- Author: Benjamin Du
- Date: 2021-12-11 17:21:56
- Modified: 2021-12-11 17:21:56
- Title: Control Number of Partitions of a DataFrame in Spark
- Slug: control-number-of-partitions-of-a-dataframe-in-spark
- Category: Computer Science
- Tags: Computer Science, programming, Spark, PySpark, big data, partition, repartition, maxPartitionBytes

**Things on this page are fragmentary and immature notes/thoughts of the author. Please read with your own judgement!**

## Tips and Traps

1. `DataFrame.repartition` repartitions the DataFrame by **hash code** of each row. 
    If you specify a (multiple) column(s) (instead of number of partitions) 
    to the method `DataFrame.repartition`,
    then hash code of the column(s) are calculated for repartition. 
    In some situations,
    there are lots of hash conflictions 
    even if the total number of rows is small (e.g., a few thousand),
    which means that partitions generated might be skewed
    and causes a few long-running tasks. 

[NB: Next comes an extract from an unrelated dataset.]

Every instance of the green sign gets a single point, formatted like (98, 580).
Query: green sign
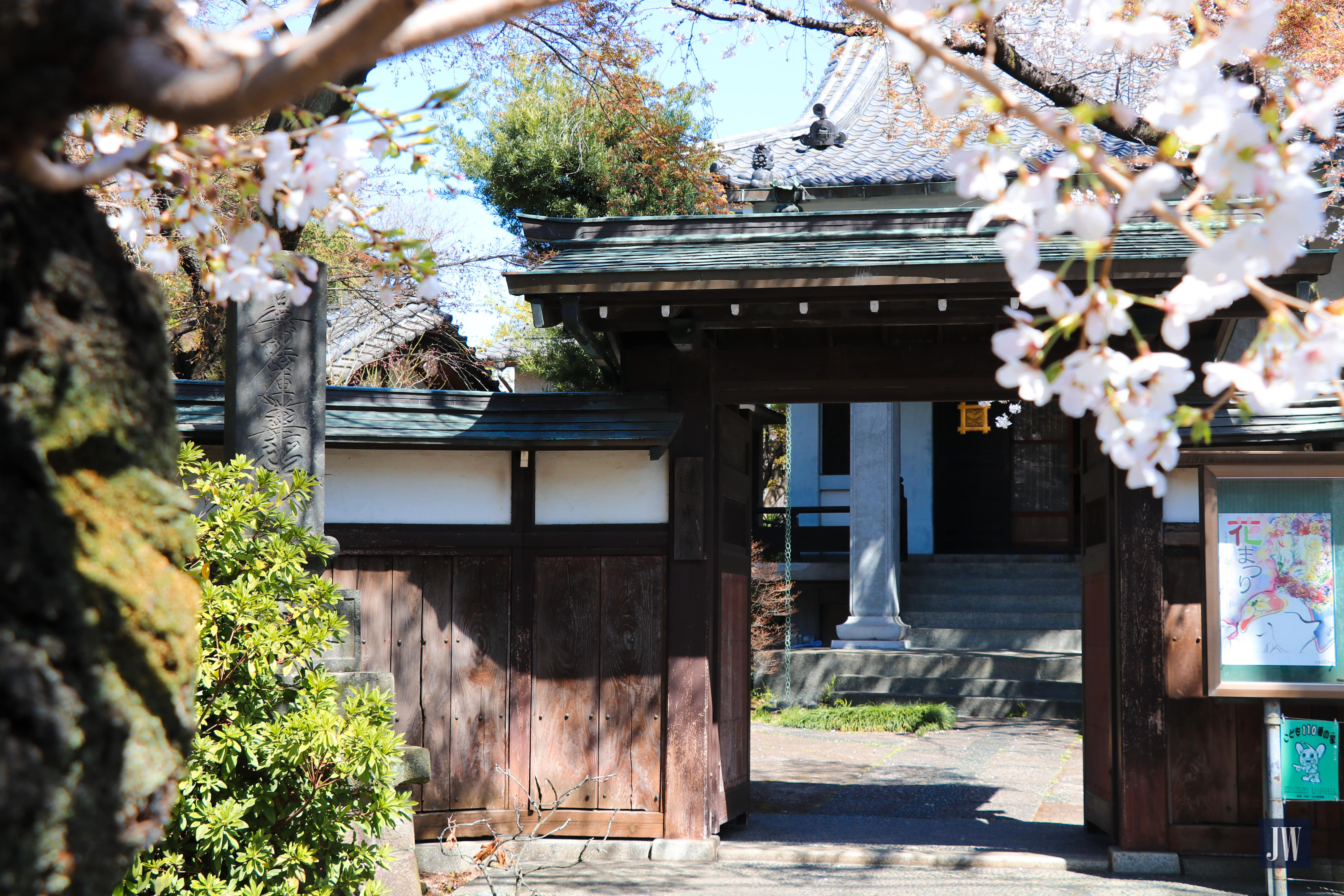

    If this ever happens, 
    it is suggested that you manually add a column
    which helps the hashing algoirthm. 
    Notice that an existing integer column in the DataFrame 
    is not necessarily a good column to repartition by 
    especially when those integers are big (e.g., u64)

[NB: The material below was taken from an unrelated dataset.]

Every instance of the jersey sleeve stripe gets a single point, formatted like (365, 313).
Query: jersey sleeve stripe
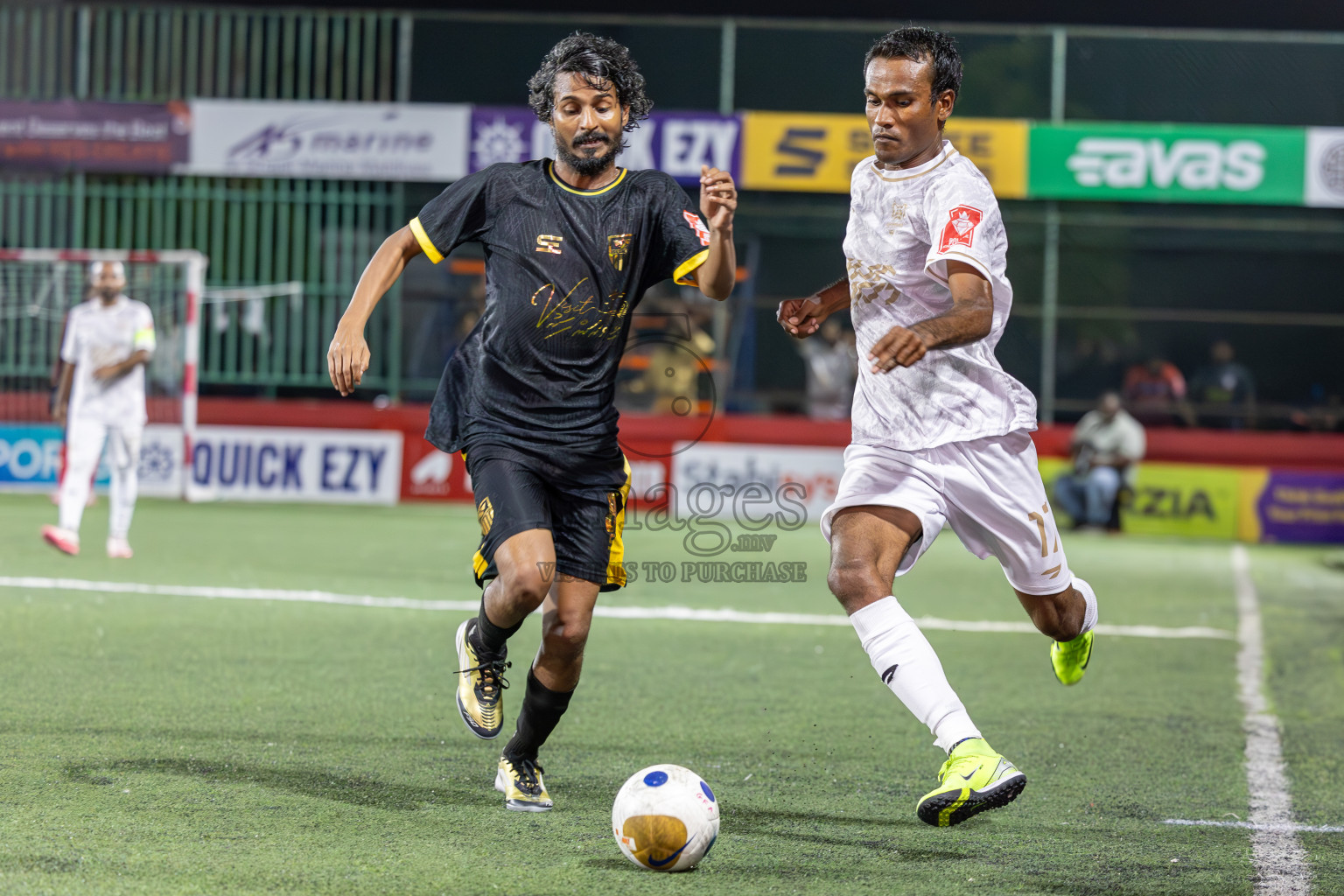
(682, 276)
(423, 238)
(957, 256)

    as hash code of those integers can easily conflicts. 
    It is best to add a column of random numbers 
    of a column of manually curated partition indexes
    and ask Spark to repartition based on that column.
    
2. By default, 
    Spark automatically merges several small files into one partition 
    when loading a HDFS table into a DataFrame. 
    The behavior is control by the parameter `spark.sql.files.maxPartitionBytes`.
    The default value for this option is 128M
    which means that Spark keeps reading small files into one partition of a DataFrame
    until reading another file makes the size of the partition exceedes 128M. 
    Generally speaking,
    you want to keep the default value for this setting 
    as it yields optimal performance for handling large data table. 
    However,
    if your Spark application deals with small data but is CPU intensive,
    it makes more sense to set a much smaller value for `spark.sql.files.maxPartitionBytes`
    so that there are more partitions generated and yield a higher level of parallelism.
    Of course,
    you can always repartition a DataFrame manually.